Кажется, что мне должно бы быть возможно получить ответ на свои вопросы, который общезначимо скажет мне, что есть, и объяснит (begreiflich macht), что я так-то нахожу себя в своей ситуации, и что важно (worauf es ankommt) в ней для целого и для меня. Таким образом мне представляется, как ответ, как будто бы бытие было предметом для меня, о котором я мог бы получить наставление, как и об устройстве мироздания. Но всякое подобного рода учение было бы лишь чем-то таким, что возникало бы для меня в моей ситуации наряду с другими предметами, скольжение которых, однако, остается неудержимым. Если бы я захотел удержаться за нечто такое, что претендовало бы быть доступным для научения о нем бытием (das lehrbare Sein) как объективностью, я мог бы сделать это, только забыв себя самого. Я сделал бы себя предметом среди предметов. Моя ситуация не была бы более путем, опасности которого явлены мне сперва лишь как страх, хотя я и не знаю их, - но была бы чем-то выводимым, в котором я могу верно вести себя, потому что знаю исток и цель.
И все же самозабвение в этом обманчивом бегстве из моей ситуации до конца неосуществимо. Правда, некоторое время я мог бы позволить потоку нести меня, пленившись привязанностью к знаемому объективному, которое есть и сбывается также и без меня. Но если затем это объективное становится проблематичным для меня, то из сознания потерянности я снова и снова предстою самому себе в ситуации, в которой я меняюсь вместе с нею. Я остаюсь между началом и концом в страхе небытия, если я не осмеливаюсь быть сам, принимая и решая (dadurch, daß ich ergreife und entscheide). Ибо, пробуждаясь к себе самому, я узнаю двоякое: в моей ситуации есть другое как чуждое, которое дано и сбывается без меня, и предстоит мне столь же действительно, как и я сам действителен и свободен в моих избраниях и принятиях.
Вместо того, чтобы познавать, что есть бытие, из которого все возникает, мое объективное познание в этом открытии ограничивается сущим, которое предстает мне в моей ситуации. Нужно знать вещи в мире, в котором я ориентируюсь, и, насколько это мне удастся, следует овладеть ими. Ориентирование в мире оказывается для меня бесконечно продвигающимся вперед прояснением ситуации в направлении бытия как бытия-объектом.
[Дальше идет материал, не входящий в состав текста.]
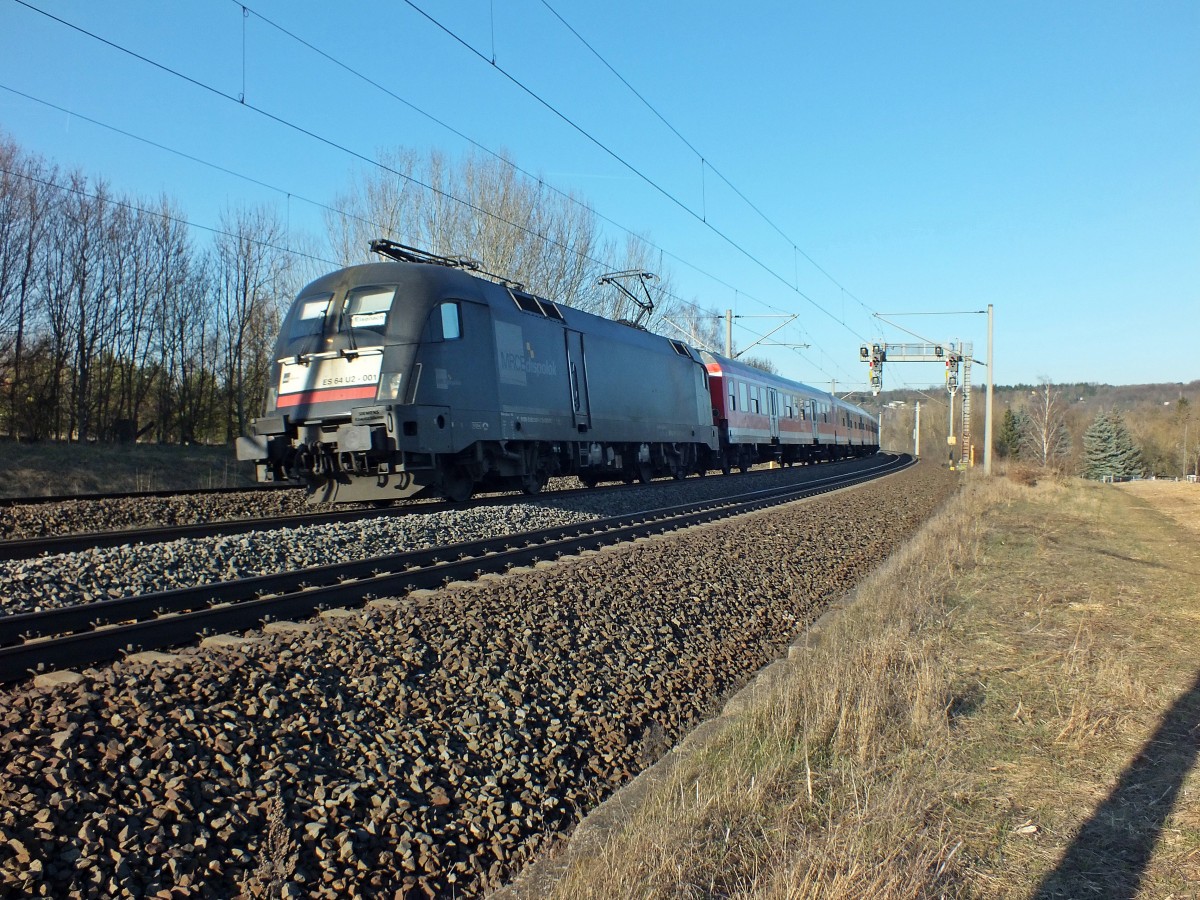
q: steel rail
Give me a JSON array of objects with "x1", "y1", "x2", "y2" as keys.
[
  {"x1": 0, "y1": 460, "x2": 883, "y2": 563},
  {"x1": 0, "y1": 481, "x2": 295, "y2": 509},
  {"x1": 0, "y1": 457, "x2": 913, "y2": 683}
]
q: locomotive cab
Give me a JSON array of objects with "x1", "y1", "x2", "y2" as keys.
[{"x1": 238, "y1": 254, "x2": 499, "y2": 502}]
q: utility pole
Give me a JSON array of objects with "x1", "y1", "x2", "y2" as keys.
[
  {"x1": 983, "y1": 304, "x2": 996, "y2": 475},
  {"x1": 912, "y1": 400, "x2": 920, "y2": 456}
]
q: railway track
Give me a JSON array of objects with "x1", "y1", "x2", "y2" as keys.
[
  {"x1": 0, "y1": 491, "x2": 540, "y2": 562},
  {"x1": 0, "y1": 456, "x2": 913, "y2": 683},
  {"x1": 0, "y1": 482, "x2": 294, "y2": 509},
  {"x1": 0, "y1": 460, "x2": 864, "y2": 562}
]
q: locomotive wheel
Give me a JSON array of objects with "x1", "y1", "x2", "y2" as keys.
[{"x1": 442, "y1": 466, "x2": 475, "y2": 503}]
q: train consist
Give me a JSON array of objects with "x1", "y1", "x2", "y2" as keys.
[{"x1": 238, "y1": 241, "x2": 878, "y2": 502}]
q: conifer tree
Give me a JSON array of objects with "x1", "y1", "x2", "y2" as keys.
[
  {"x1": 996, "y1": 409, "x2": 1028, "y2": 460},
  {"x1": 1084, "y1": 410, "x2": 1142, "y2": 481}
]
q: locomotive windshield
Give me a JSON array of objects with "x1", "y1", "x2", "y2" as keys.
[
  {"x1": 288, "y1": 294, "x2": 334, "y2": 340},
  {"x1": 338, "y1": 286, "x2": 396, "y2": 334}
]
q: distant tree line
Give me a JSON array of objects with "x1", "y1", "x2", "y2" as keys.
[
  {"x1": 0, "y1": 140, "x2": 292, "y2": 443},
  {"x1": 995, "y1": 382, "x2": 1200, "y2": 481},
  {"x1": 0, "y1": 134, "x2": 763, "y2": 443},
  {"x1": 877, "y1": 379, "x2": 1200, "y2": 480}
]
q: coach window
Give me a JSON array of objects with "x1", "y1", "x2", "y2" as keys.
[{"x1": 439, "y1": 300, "x2": 462, "y2": 341}]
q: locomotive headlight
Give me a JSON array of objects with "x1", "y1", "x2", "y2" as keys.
[{"x1": 376, "y1": 372, "x2": 401, "y2": 400}]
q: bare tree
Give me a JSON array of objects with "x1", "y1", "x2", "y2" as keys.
[
  {"x1": 214, "y1": 208, "x2": 290, "y2": 443},
  {"x1": 326, "y1": 149, "x2": 609, "y2": 307},
  {"x1": 1021, "y1": 378, "x2": 1070, "y2": 468},
  {"x1": 0, "y1": 140, "x2": 56, "y2": 437}
]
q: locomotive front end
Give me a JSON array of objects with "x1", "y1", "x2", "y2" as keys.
[{"x1": 238, "y1": 256, "x2": 460, "y2": 503}]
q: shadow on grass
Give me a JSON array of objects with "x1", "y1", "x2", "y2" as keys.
[{"x1": 1033, "y1": 672, "x2": 1200, "y2": 900}]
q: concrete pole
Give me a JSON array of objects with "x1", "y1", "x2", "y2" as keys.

Однако, если я думаю усовершить знание о мире до знания о бытии вообще, постигнув всю ситуацию со мной самим, то я не прихожу ни к какому основанию. Ибо бытие-ситуацией не есть начало бытия, но только начало ориентирования в мире и философствования. Ситуация происходит из более раннего и имеет историческую глубину; она никогда не завершена, но таит в себе будущее как возможность и неотклонимость. Она - единственный облик действительности для меня, как мое существование в ней. Мысля, я исхожу из нее и к ней возвращаюсь. Здесь всякий раз я нахожу непосредственность как настоящее и как единственное удостоверение.
Если я мыслю свою ситуацию прямо и как таковую, то я начертываю только схемы; ситуация, как действительная, всегда есть еще иное и большее. Она никогда не есть нечто лишь непосредственное. Как ставшая, она несет в себе прошлую действительность и решение свободы. Как настоящая, она дает мне дышать возможностями будущего. Она никогда не есть лишь всеобщая ситуация, - хотя можно обрисовать всеобщие структуры ситуации как сеть некоторого анализа существования, - но есть каждый раз существенным образом как исторически опосредованное исполнение явления бытия.
Проникнуть мыслью ситуацию, охватить взглядом ее истоки и все возможное будущее я хотел бы перед лицом некоторого бытия в конце всех времен, как замкнутого мира, начало и конец которого сделались бы обозримыми. Так, как я нахожу себя, я еще ищу бытие, притом ищу его, сам делая нечто в том, что сбывается. Из ситуации я устремляю взгляд на других и на прошедшие ситуации. Но взгляд всегда упирается в неопределенную темноту.
Я не могу постичь себя в своей ситуации из доступных знанию предпосылок доступной знанию исторической действительности, не могу достаточно постичь себя из мира; но я не могу также постичь и мир исходя из своей ситуации. Философствование из просветления экзистенции остается всегда в движении, потому что сама ситуация есть лишь не знающее отдыха движение, как мировое сбывание (Weltgeschehen) и как решение силой свободы. А потому при всей определенности в деталях как ситуация, так и философствование остаются, как целое, незавершенными. Если я приступаю к просветлению ситуации как исходному пункту философствования, то я отказываюсь от объективных объяснений, желающих вывести все существование, как единообразное бытие, из принципов. Все объективные мыслительные конструкции имеют лишь некоторую специальную функцию.